The episode has given a rare glimpse into the rivalries within the Hashemite family who have ruled Jordan since it became a British protectorate in 1921. read more

At the request of his father, the late King Hussein, Abdullah appointed Hamza crown prince on his accession to the throne in 1999. In 2004, however, he removed him from office and later appointed his son, Prince Hussein, to this office.

Hamza was spared conviction after swearing allegiance to King Abdullah. Originally placed under house arrest, he is now isolated with his family in a palace and excluded from any public role, people familiar with the situation told Reuters on condition of anonymity.

The military tribunal pronounced its verdicts against Awadallah and Sherif Hassan Zaid, a distant relative of Abdullah, after seven sessions.

The men, who were each sentenced to 15 years in prison, both pleaded not guilty.

With defense requests to call witnesses denied, the speedy process sent a message to King Abdullah’s opponents that he would never tolerate a threat to his rule, politicians say.

Critics say the trial did not have an adequate trial and was mainly aimed at undermining Hamza, who has been accused by his opponents of taking advantage of the tribes’ grievances to incite them against the king.

“This is a court that does not have the minimum standards of justice … It is a political trial and an indictment against Hamza before public opinion,” said Lamis Andoni, a political analyst.

A US attorney from Awadallah said his client was beaten and mentally tortured and feared for his life.

The Jordanian authorities denied this.

The US State Department said it is closely monitoring the Awadallah case and taking any allegations of abuse seriously.

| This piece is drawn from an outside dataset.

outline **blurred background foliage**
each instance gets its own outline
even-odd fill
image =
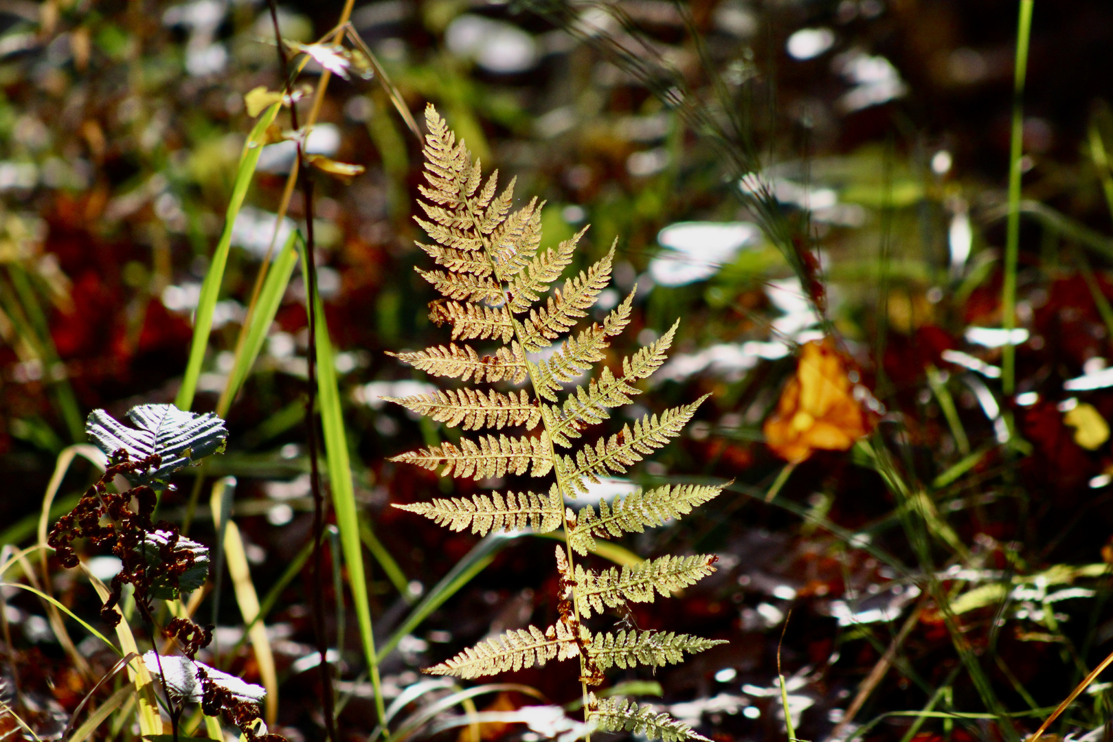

As an economist of Palestinian origin with US citizenship, Awadallah is a divisive figure. He has long been denigrated by a ruling elite of the country’s tribal leaders for his influence over the monarch and his free-market reforms, which they saw as a threat to their privileges.

TRIBES

Jordan’s powerful tribes dominate the army and security forces, and their loyalty to the Hashemites has been repaid with generous government benefits for decades.

King Abdullah has intensified his commitment to the tribes since the crisis began. Likewise, Prince Hussein.

During a visit to the Red Sea city of Aqaba last month, Prince Hussein, 27, criticized maladministration – one of the issues Prince Hamza publicly complained about. Several local officials were sacked this week.

Economic problems in Jordan, including reduced aid from the Arab Gulf states, have put pressure on the system of patronage.

The economy was hit particularly hard by the COVID-19 shutdowns last year, with unemployment hitting a record 24%.

Jordan hopes Washington will extend a $ 1.5 billion annual assistance program after the IMF vows economic reforms that will help the kingdom raise more funding.

The king seeks economic reforms, but encounters opposition from the conservative establishment.

“The challenges we face from hunger, poverty and unemployment and have lost confidence in government institutions mean that the aftermath of the Hamza affair is still with us,” said Khaled Ramadan, a politician and former MP.

Reporting by Suleiman Al-Khalidi; Adaptation by Tom Perry, William Maclean

Our Standards: The Thomson Reuters Trust Principles.